The Cinquecento did for Italy what the 2CV did for France. It was classless, meaning you got jounced about on Italy’s cobbled streets and uneven tarmac just as much on a romantic date as you did packing the family to market; and its appeal has endured as much as the simple purity of its engineering and styling. Between 1957 and 1975, Fiat introduced at least six versions, losing the ‘suicide doors’, switching the engine from rear to front, experimenting with chrome add-ons, and calling the 500 the ‘Bambino’. But as any owner will confirm, it eventually proved more fun to keep your old, battered friend on the road than to buy new.

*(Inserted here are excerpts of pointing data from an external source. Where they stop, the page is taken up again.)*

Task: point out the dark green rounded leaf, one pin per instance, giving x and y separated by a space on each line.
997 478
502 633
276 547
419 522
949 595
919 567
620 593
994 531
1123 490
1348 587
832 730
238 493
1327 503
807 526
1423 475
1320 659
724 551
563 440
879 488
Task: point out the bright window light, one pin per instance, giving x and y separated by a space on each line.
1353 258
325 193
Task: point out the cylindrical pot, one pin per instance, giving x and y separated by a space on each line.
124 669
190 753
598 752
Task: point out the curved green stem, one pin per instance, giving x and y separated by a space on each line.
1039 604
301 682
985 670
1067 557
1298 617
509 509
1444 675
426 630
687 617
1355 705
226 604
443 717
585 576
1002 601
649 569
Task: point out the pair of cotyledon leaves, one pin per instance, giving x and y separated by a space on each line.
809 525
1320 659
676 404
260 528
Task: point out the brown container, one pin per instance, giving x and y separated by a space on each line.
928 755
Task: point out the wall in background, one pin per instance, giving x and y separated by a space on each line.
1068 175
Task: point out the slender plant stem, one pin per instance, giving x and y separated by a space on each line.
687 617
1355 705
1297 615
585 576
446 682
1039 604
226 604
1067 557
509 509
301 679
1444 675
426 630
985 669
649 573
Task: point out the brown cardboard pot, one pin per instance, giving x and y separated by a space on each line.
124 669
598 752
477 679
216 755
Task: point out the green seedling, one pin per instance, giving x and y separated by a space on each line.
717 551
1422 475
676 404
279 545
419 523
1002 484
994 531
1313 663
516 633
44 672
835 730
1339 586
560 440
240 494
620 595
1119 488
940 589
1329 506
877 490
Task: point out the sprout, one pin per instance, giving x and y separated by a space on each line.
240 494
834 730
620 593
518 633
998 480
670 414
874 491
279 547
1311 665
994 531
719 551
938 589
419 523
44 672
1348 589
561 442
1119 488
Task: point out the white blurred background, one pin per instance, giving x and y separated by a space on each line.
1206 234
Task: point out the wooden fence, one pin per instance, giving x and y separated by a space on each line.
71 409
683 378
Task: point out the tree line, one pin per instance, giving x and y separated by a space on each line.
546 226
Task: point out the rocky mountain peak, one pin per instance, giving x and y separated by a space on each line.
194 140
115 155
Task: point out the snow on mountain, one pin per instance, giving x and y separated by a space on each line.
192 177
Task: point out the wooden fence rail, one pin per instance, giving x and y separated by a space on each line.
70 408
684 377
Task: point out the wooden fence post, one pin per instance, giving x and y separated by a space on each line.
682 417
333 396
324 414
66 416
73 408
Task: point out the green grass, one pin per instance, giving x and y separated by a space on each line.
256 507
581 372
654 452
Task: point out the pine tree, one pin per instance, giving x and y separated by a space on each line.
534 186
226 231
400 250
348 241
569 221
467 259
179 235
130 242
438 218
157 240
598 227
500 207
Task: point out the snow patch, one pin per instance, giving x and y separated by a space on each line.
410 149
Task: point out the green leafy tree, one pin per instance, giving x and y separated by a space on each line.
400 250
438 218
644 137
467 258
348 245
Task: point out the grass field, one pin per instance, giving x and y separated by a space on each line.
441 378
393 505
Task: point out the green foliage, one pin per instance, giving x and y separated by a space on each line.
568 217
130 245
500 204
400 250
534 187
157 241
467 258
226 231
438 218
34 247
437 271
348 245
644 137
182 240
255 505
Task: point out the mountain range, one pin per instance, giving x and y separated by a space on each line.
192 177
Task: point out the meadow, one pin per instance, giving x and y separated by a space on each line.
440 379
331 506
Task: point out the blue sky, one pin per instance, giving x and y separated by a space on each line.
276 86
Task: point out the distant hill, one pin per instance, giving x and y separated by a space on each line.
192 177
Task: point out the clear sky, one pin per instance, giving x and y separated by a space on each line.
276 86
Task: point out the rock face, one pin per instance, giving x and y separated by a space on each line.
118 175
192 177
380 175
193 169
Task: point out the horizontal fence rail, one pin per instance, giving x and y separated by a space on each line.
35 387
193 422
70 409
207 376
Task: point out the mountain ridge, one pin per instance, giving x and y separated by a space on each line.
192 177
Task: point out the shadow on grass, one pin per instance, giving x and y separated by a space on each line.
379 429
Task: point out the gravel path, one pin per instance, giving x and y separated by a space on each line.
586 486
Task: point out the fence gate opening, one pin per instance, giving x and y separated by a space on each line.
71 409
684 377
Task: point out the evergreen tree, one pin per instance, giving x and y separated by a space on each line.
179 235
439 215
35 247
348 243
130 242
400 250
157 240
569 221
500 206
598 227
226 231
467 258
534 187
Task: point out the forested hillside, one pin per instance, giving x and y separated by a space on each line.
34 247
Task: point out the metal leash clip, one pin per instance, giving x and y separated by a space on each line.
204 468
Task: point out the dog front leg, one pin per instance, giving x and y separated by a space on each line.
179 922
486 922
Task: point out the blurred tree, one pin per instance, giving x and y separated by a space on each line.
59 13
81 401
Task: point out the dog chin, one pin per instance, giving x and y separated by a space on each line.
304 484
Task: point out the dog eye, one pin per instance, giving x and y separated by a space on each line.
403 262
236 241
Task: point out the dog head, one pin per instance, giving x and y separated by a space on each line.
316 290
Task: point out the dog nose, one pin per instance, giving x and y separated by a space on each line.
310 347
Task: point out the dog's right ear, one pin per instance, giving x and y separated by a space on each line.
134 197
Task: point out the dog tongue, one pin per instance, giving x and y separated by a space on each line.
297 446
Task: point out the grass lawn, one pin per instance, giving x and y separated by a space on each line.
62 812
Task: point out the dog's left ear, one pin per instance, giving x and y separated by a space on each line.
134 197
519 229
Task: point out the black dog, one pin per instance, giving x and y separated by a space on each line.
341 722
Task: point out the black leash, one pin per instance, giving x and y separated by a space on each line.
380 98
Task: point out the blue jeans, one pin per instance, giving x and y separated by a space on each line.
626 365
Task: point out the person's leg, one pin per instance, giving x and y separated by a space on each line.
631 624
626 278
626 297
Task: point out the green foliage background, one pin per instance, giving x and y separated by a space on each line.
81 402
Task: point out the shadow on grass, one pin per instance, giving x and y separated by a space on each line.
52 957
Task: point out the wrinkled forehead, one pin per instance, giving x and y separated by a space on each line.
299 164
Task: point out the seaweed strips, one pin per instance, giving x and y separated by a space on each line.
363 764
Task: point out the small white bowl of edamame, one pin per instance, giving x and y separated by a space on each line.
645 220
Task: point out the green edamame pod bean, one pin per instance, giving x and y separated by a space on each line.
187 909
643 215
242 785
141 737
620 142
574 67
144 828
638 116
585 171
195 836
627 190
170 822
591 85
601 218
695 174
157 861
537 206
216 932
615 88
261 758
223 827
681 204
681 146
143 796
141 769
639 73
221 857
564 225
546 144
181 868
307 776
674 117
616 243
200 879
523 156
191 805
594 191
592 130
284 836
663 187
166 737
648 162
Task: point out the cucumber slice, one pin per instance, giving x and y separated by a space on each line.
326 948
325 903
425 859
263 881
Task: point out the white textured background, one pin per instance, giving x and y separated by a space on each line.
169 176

Only in 2004, with the ‘Trepiuno’, did Fiat rediscover its original 500 magic – the radically modern redesign looks much more like a descendant of the classic Cinquecento than anything in between; and the 500 Abarth, the Sports version based on the Trepiuno, caused a sensation in 2007 for marrying low cost to fabulous performance, comfort and sporty looks. If any car has a philosophical pedigree – of doing a simple thing with brilliance and flair, cheaply – suited to the economic climate, it’s the Fiat 500.
COUNTRY OF ORIGIN:
1957 (until 1975)
479 cc, 499 cc, 594 cc Straight Two, air-cooled
Top speed of 59 mph (95 km/h)
YOU SHOULD KNOW:
There’s an all-electric Fiat 500 made by NICE Car Co and the Italian firm Micro-Vett. Powered by lithium ion batteries, it has a range of 55 mi (89 km) and a top speed of 55 mph (89 km/h) – plenty for a typical day in the city.